The building was designed by an Englishman named Mr. Heennan, who was the state engineer. The foundation of Noor Palace was laid in 1872. A map and coins of the state were buried in its foundation as a good omen. Most of the palace's materials and furniture were imported from England and Italy. The construction of the palace was completed in 1875 at a cost of Rs. 1.2 million. The palace was originally constructed to serve as a residence for the Nawabs of the Bahawalpur princely state during the British Raj era. Nawab Sadiq Khan IV, who was known for his love of architecture and often compared to Shahjahan of Bahawalpur, commissioned the palace for his wife, Noor. However, after spending only one night in the palace, Noor decided not to return due to its close proximity to the Basti Malook Shah graveyard, which was visible from her balcony. She instead chose to reside in Darbar Mahal.

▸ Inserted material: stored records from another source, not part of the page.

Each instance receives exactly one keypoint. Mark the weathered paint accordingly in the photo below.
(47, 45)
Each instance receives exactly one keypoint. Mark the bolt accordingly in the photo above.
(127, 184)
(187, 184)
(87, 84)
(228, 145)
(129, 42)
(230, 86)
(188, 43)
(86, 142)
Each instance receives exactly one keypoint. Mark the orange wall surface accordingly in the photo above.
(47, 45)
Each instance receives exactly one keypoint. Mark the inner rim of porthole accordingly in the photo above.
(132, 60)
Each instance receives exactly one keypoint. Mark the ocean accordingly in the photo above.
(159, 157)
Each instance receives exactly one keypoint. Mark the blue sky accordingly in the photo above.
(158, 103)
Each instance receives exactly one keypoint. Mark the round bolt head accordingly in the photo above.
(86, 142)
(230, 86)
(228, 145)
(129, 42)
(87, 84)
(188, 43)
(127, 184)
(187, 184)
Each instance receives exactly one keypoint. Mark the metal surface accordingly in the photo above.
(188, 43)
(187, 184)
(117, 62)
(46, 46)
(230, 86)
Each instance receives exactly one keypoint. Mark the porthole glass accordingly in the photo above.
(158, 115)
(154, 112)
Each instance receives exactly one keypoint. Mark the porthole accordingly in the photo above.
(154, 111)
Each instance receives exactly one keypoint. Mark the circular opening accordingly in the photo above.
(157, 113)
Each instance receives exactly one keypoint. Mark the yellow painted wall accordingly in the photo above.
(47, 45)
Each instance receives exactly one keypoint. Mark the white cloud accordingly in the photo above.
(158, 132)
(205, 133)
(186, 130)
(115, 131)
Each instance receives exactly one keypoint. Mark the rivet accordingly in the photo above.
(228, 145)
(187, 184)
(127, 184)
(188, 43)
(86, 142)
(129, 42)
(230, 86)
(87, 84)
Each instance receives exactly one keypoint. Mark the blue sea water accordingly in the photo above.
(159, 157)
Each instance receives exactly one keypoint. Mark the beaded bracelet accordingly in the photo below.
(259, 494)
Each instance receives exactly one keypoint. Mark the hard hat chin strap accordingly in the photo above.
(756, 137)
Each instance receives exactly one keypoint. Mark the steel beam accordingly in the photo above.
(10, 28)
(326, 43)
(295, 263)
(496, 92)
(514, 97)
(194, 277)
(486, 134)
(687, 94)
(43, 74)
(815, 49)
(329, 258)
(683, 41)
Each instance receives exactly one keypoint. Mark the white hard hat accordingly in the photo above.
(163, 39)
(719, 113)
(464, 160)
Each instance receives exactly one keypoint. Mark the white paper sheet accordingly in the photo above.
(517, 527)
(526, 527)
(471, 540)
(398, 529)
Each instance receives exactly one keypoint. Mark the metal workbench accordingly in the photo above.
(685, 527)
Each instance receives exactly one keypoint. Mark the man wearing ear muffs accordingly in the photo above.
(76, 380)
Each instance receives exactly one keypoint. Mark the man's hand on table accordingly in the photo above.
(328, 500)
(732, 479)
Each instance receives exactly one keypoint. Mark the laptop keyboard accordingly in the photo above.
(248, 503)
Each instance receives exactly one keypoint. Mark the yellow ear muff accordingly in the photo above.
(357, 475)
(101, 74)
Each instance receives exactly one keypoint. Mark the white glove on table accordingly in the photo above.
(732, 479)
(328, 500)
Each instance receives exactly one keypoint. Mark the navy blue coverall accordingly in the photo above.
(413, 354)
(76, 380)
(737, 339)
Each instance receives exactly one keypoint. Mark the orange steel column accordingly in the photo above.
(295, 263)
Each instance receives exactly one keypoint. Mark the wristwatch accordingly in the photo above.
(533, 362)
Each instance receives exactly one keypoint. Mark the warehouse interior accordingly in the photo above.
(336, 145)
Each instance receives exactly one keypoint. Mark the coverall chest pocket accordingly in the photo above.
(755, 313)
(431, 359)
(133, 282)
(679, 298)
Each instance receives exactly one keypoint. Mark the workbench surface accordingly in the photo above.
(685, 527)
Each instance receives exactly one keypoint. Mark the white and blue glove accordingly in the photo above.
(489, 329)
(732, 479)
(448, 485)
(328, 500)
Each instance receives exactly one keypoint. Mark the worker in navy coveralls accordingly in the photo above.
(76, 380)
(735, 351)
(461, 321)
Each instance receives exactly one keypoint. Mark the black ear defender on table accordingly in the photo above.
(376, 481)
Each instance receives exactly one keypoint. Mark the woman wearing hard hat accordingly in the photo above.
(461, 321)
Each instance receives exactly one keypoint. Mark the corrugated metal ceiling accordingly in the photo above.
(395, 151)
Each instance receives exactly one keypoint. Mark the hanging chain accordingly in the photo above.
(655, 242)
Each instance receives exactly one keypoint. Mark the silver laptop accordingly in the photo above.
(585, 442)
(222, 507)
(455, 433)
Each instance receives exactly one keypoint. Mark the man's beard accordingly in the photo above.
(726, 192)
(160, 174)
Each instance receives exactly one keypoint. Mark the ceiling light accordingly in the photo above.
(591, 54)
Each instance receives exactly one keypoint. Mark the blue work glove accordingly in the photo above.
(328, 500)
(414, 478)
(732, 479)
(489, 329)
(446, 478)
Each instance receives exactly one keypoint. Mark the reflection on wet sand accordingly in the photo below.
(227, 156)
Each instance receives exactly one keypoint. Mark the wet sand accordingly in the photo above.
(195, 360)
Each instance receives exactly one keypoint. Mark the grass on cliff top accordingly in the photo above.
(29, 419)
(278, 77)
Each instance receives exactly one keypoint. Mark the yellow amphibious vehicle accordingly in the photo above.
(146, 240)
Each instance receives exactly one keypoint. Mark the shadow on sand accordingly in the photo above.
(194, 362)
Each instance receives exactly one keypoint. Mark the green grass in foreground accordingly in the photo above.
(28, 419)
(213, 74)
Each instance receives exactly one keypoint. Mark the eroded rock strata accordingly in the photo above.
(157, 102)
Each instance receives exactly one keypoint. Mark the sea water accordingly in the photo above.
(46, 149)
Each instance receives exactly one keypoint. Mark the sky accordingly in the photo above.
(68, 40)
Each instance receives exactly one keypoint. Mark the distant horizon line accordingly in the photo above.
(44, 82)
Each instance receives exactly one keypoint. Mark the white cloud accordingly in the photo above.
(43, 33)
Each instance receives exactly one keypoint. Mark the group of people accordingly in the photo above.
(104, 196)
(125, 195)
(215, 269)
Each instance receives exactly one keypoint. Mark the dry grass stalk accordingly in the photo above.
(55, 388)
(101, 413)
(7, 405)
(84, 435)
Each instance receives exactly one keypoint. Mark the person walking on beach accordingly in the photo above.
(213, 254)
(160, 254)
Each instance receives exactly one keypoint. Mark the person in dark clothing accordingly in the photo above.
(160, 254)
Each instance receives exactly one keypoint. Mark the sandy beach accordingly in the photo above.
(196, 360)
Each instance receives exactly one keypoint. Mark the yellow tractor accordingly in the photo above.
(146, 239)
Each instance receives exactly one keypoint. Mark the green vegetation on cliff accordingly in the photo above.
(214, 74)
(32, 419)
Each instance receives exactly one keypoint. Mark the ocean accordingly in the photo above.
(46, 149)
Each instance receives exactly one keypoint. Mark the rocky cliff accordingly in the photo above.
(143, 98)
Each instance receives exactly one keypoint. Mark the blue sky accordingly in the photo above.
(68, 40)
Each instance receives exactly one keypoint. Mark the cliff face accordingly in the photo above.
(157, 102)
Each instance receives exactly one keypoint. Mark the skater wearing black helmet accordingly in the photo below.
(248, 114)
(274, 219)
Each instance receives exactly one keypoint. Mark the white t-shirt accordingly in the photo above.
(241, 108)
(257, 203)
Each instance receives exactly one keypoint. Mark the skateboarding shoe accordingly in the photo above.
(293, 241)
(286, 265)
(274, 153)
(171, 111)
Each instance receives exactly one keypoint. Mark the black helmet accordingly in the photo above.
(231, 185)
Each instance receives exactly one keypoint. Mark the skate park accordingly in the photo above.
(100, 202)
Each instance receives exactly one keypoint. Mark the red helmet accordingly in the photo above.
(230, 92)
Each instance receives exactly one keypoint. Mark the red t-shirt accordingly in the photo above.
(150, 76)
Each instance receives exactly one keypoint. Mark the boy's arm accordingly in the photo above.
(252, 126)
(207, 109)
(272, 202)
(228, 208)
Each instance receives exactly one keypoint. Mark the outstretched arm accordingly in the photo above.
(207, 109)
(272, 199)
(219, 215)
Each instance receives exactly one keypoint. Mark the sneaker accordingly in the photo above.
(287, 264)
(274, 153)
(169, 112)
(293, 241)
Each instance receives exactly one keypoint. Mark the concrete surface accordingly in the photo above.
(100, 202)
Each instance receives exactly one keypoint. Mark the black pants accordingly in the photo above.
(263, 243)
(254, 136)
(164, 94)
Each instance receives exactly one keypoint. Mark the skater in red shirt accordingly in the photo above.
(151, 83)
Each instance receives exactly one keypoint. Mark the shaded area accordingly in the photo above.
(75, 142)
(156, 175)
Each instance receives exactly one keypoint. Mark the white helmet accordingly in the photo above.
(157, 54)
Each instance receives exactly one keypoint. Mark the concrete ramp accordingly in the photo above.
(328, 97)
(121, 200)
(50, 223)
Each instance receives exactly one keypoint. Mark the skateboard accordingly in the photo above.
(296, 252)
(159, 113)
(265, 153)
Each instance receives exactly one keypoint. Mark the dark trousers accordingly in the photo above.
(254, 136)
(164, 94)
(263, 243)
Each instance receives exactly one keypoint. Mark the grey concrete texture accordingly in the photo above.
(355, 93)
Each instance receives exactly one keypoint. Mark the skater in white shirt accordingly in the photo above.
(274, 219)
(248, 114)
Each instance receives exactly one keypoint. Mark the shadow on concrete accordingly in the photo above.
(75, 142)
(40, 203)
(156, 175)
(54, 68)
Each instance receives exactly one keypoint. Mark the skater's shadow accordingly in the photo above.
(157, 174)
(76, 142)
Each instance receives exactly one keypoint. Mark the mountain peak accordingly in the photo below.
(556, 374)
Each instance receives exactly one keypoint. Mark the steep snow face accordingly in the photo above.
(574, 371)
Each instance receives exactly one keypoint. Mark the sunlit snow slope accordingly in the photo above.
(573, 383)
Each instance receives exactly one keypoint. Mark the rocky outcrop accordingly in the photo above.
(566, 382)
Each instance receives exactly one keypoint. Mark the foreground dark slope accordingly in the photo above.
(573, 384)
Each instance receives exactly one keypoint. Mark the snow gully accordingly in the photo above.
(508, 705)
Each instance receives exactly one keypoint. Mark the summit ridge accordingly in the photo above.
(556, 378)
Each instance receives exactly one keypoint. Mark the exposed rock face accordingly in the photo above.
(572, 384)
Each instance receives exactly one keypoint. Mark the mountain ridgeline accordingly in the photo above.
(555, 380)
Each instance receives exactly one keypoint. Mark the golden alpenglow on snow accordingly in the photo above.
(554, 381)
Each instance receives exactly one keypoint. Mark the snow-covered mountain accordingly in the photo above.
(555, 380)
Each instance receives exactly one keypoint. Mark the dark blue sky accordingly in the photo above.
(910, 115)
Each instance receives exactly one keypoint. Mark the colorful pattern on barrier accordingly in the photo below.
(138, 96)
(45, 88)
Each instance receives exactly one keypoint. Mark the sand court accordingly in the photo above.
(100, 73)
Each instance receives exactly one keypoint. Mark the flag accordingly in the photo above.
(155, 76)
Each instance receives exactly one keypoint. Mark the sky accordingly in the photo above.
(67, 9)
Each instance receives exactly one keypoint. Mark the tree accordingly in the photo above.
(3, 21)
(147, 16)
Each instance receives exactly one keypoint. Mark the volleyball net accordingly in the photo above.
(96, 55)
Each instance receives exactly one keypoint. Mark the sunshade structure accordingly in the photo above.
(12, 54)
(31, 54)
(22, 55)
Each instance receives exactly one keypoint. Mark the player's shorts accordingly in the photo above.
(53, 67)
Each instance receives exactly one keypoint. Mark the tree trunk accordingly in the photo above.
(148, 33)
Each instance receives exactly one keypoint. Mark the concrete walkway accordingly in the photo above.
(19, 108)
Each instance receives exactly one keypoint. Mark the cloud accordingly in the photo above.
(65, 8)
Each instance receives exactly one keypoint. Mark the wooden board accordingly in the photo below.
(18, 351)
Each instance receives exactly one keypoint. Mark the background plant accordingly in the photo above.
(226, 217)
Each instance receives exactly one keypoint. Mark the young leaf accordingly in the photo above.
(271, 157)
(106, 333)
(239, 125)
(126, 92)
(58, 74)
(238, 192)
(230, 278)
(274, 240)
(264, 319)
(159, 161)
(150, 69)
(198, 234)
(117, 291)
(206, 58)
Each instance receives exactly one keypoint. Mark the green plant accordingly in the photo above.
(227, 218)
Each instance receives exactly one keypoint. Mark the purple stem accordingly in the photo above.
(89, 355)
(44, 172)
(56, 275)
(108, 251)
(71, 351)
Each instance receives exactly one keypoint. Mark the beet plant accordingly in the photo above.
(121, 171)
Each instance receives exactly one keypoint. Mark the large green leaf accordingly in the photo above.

On January 11, 1890, Prince Albert Victor visited the palace.

From December 22 to 24, 1892, Sir McOrth Beck, a senior finance commissioner of Punjab, and his family stayed at the palace. The palace also served as the location for the celebration of Queen Victoria's 60th birthday on May 11, 1897.

In 1906, Nawab Muhammad Bahawal Khan the fifth added a mosque to the palace at the cost of Rs. 20,000.

On February 9, 1933, an important event was held at Noor Mahal to celebrate the union between the British Government and the Bahawalpur State. The State of Bahawalpur also celebrated its 10-year jubilee at the palace on March 8, 1934.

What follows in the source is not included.